Cox proportional hazards regression was used for binary outcomes. We used robust standard errors to account for the correlation due to repeat measurements in some patients [27]. The proportional hazards assumption was checked using Schoenfeld residuals [28]. Negative binomial regression was used to model the number of hospital admissions and GP consultations.

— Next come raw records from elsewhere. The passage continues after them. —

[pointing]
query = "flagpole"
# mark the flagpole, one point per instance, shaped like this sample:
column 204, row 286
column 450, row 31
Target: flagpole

Estimates were adjusted for age and sex and all covariates in Additional file 4. Age, BMI, systolic blood pressure, duration since dementia diagnosis, index date, and number of prior GP consultations were modelled using restricted cubic splines (with five knots) to allow non-linear effects [29]. We included an interaction between sex and BMI, due to known sex differences in the relationship between BMI and fracture risk [30]. Absolute risk differences of adverse events and numbers needed to harm (NNH) were estimated using standard formulae for time to event analysis [31].
We examined the average daily Z-drug dose over follow-up, but in post hoc secondary analysis, to reflect changes in dose, we examined time-varying daily DDDs. In the sensitivity analysis, we excluded those with record of > 6 h sleep per night from the sleep-disturbance comparator group (see validation study in Additional file 2 for more detail). This was to increase the chance that the sleep-disturbance group had more comparable insomnia to the Z-drug group. Finally, in the comparison of Z-drug to benzodiazepine new users, we restricted to benzodiazepines likely prescribed for sleep disturbance (loprazolam, lormetazepam, nitrazepam, temazepam, or other benzodiazepines with dosing instructions to take only at night or with a concurrent record of sleep disturbance).
Multiple imputation by chained equations was used to impute missing values of BMI, smoking, alcohol use, residence, ethnicity, and blood pressure (see Additional file 4 for details) [32]. To account for multiple outcomes tested, we used the Benjamini-Hochberg procedure to control the false discovery rate at < 5% for each analysis [33]. Stata version 15.1 was used throughout.